- Interactive map of Gmina Adamówka
- Coordinates (Adamówka): 50°15′32″N 22°41′42″E﻿ / ﻿50.25889°N 22.69500°E
- Country: Poland
- Voivodeship: Subcarpathian
- County: Przeworsk
- Seat: Adamówka

Area
- • Total: 134.27 km^{2} (51.84 sq mi)

Population (2011)
- • Total: 4,198
- • Density: 31.27/km^{2} (80.98/sq mi)
- Website: http://www.adamowka.pl/gmina/

= Gmina Adamówka =

Gmina Adamówka is a rural gmina (administrative district) in Przeworsk County, Subcarpathian Voivodeship, in south-eastern Poland. Its seat is the village of Adamówka, which lies approximately 26 km north-east of Przeworsk and 56 km north-east of the regional capital Rzeszów.
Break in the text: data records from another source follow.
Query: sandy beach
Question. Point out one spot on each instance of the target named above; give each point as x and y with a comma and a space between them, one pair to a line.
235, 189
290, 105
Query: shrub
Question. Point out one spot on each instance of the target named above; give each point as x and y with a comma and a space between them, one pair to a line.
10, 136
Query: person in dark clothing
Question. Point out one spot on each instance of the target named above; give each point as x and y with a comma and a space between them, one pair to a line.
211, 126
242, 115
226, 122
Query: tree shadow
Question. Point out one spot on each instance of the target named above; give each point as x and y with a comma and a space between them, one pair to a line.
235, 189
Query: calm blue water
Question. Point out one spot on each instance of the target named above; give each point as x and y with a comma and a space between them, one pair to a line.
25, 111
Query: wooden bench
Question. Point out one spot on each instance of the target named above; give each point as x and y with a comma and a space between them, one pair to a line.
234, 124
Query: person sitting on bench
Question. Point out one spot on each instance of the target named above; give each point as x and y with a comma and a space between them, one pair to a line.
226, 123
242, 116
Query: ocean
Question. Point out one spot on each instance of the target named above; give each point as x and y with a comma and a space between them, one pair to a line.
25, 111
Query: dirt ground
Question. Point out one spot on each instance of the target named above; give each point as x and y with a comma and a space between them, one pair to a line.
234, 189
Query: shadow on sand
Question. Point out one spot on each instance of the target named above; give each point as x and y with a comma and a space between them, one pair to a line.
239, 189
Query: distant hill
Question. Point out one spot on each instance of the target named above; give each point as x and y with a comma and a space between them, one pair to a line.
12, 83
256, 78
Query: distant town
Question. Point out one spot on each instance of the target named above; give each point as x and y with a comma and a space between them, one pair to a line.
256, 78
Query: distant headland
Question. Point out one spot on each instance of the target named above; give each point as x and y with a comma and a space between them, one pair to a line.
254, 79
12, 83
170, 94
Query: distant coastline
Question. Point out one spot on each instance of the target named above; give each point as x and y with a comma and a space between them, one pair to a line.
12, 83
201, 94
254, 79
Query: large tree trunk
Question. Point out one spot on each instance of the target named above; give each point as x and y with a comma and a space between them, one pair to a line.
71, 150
The gmina covers an area of 134.27 km2, and as of 2006 its total population is 4,208 (4,198 in 2011).

==Neighbouring gminas==
Gmina Adamówka is bordered by the gminas of Kuryłówka, Leżajsk, Sieniawa, Stary Dzików, Tarnogród and Wiązownica.

==Villages==
The gmina contains the following villages having the status of sołectwo: Adamówka, Cieplice, Dobcza, Krasne, Majdan Sieniawski and Pawłowa.